Protein channels on the cell membrane are one of the most important organelles for substance exchange with the external matrix and play significant roles in cell–cell communication. The programmability and site addressability of DNA nanostructures make them ideal materials for mimicking the structure and function of membrane channels. In 2016, Howorka et al. reported a DNA nanopore with hollow barrel structures for regulating the transportation of small molecules across the plasma membrane (Figure 36A) ^[24][76]. Specifically, the modification of hydrophobic cholesterol at the outside of the constructed DNA origami enabled the insertion of nanopores into the lipidic membrane, and the “closed” and “open” state of nanopores could be regulated with “lock” and “key” strands. They demonstrated that these artificial ion channels were able to control the transportation of small organic molecules with high selectivity. Soon after, Diederichs et al. constructed a synthetic DNA nanopore with a larger size, which enabled transportation of folded proteins ^[25][77].

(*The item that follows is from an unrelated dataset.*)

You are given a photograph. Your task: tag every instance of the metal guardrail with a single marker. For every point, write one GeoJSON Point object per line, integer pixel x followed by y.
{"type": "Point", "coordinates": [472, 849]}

Figure 36. DNA nanostructures in constructing biomimetic membrane. (A) The typical DNA nanopore with a nanomechanical and sequence-specific gate to regulate the transportation of small molecules across the cell membrane. Reprinted with permission from Burns et al. ^[11][69], Copyright 2016, with permission from Elsevier. (B) DNA-based artificial signal transduction system with a cell-mimicking giant membrane vesicle. Reprinted with permission from Peng et al. ^[13][71], Copyright 2020, with permission from Elsevier.

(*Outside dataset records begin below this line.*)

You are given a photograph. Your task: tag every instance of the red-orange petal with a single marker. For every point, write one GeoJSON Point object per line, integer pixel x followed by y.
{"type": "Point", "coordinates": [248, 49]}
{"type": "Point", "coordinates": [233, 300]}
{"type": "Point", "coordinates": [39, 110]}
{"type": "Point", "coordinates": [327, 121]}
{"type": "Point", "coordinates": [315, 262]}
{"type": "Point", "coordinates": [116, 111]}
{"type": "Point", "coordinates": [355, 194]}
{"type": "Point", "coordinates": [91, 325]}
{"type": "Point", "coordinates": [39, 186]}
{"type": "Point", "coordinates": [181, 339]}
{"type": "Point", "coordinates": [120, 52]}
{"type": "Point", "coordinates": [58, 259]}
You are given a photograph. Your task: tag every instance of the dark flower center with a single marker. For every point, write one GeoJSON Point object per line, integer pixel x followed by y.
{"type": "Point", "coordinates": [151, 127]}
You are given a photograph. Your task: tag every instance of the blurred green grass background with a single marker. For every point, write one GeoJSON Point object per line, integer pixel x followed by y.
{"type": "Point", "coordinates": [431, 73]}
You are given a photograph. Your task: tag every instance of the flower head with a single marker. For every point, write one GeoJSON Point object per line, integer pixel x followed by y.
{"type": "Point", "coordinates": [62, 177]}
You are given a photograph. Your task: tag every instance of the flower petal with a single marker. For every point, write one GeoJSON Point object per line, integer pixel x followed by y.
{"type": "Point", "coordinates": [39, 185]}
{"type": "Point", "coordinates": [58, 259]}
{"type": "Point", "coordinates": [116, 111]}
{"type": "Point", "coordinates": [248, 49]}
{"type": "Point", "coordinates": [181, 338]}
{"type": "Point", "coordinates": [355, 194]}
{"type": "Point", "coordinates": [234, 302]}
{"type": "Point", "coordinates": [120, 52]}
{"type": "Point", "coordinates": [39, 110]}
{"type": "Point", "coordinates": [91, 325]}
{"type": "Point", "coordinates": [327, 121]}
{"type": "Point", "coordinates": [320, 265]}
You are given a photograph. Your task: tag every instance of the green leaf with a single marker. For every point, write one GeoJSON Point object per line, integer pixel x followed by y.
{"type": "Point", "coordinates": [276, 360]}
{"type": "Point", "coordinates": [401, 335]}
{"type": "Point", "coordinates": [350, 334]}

In addition to constructing artificial nanopores for substance transporting, cell membrane-anchored DNA nanostructures could be designed as bio-mimic receptors to regulate the cell signaling process. In 2020, Peng et al. designed a DNA-based artificial signal transduction system with giant vesicles derived from living cells (Figure 36B) ^[26][78]. Adenosine triphosphate (ATP) responsive artificial nanopores were developed and anchored onto the vesicles through hydrophobic interactions. Upon exposure to ATP, the locker strand of nanopore would be released, leading to the import of metal ions, which then initiated a DNA circuit reaction to mimic the signaling cascades.

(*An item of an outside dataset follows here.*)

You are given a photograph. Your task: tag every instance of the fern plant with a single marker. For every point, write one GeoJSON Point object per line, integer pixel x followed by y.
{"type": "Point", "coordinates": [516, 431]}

Meanwhile, specific DNA nanostructures anchored on the cell membrane could also display enzyme-like catalytic activity. For example, Göpfrich et al. reported that membrane-inserted dsDNA with porphyrin modification could locally induce the formation of hydrophilic pores ^[27][79]. They continued to construct a hollow barrel structure composed of four double helices. After being inserted into the cell membrane, this nanostructure displayed scramblase activity for promoting transportation of lipids between membrane leaflets, achieving a three-fold higher catalytic rate than protein enzymes ^[28][80].